The Young’s modulus (E), tensile strength (TS) and elongation at break (EB) of prepared composites were derived from tensile test and the results are illustrated in Figures 1 to 3, respectively. As can be seen in Figure 1, the E values of all samples prepared at 180°C are significantly higher than those fabricated at 165 and 195°C (P < 0.05). At lower temperature i.e. 165°C, the polymer viscosity is very high and subsequently the generated shear stress in the mixture causes to polymer chain scission and also breaks down the wood particles during melt mixing. But, the E values of the specimens increase with the rise in temperature due to lower shear stress and lower degradation of the ingredients. Also, Gao et al. showed that at higher processing temperatures, the number of hydroxyl groups on the surface of wood particles decreases and subsequently causes decrease in surface polarity and better miscibility of wood particle and HDPE matrix.²⁰ However, at the temperature above 180°C i.e. 195°C, the decrease of E values can be attributed to the thermal decomposition of the WF particles and polymer chains. Furthermore, the dispersion of WF in the HDPE matrix will be poor because of the decrease in polymer viscosity at higher temperature.¹⁵ For almost all of the samples, the maximum TS and EB values were achieved at the processing temperature of 180°C (in constant mixing time and MAPE content). It means, for these two characteristics, similar trends were seen (Figures 2 and 3). Another important point in this section is that the chain scission of HDPE, due to shear stress at 165°C or high temperature at 195°C, can change the polyethylene structural morphology after solidification, which is another reason for deterioration of the mechanical properties.²¹

Figure 1.

Young’s modulus (E) of prepared samples obtained from tensile test.

Figure 2.

Tensile strength (TS) of prepared samples obtained from tensile test.

Figure 3.

Elongation at break (EB) of prepared samples obtained from tensile test.
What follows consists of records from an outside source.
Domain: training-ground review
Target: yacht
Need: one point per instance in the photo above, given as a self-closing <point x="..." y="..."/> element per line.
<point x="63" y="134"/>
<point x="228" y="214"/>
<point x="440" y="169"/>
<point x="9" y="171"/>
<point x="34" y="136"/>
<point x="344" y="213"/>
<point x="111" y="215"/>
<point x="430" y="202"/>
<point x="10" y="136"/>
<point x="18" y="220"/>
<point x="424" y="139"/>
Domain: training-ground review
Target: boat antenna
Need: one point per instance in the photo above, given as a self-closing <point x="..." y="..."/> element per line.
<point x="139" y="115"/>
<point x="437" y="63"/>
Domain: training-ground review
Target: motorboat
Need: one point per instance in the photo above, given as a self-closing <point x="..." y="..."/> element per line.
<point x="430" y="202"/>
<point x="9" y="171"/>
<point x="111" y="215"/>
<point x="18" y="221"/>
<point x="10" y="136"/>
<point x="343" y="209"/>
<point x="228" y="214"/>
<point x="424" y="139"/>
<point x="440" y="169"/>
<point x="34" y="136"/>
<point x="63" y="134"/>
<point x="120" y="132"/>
In the case of processing time, almost all of the composites show the highest E, TS and EB values in the mixing time of 10 minutes (at similar processing temperature and MAPE content). This can be attributed to the extensive melting of polymer and enhancement of WF dispersion. In the mixing time of 5 minutes, imperfect mixing and poor dispersion of WF in the HDPE matrix is the main cause of change in the performance of composites (P < 0.05). Also, with more increase in the mixing time i.e. 15 minutes, shear stress degradation (at lower mixing temperature) and thermal degradation (at higher mixing temperature) of the ingredients is predominant which have a negative effect on the overall performance of the ultimate samples. Similar results were previously reported in the literature.²²

Another notable point in these Figures is that with increase in the MAPE content (at constant mixing temperature and time), due to attractive interactions between WF particles and coupling agent, MAPE molecules could easily penetrate between them and subsequently the HDPE chains can enter to the spaces between WF particles, disperse them and higher E, TS and EB values of the composites is obtained (P < 0.05). In other words, a uniform dispersion of the wood particles (of 55 wt%) throughout the HDPE matrix makes a uniform medium for transferring the applied stress and the efficiency of composites is increased.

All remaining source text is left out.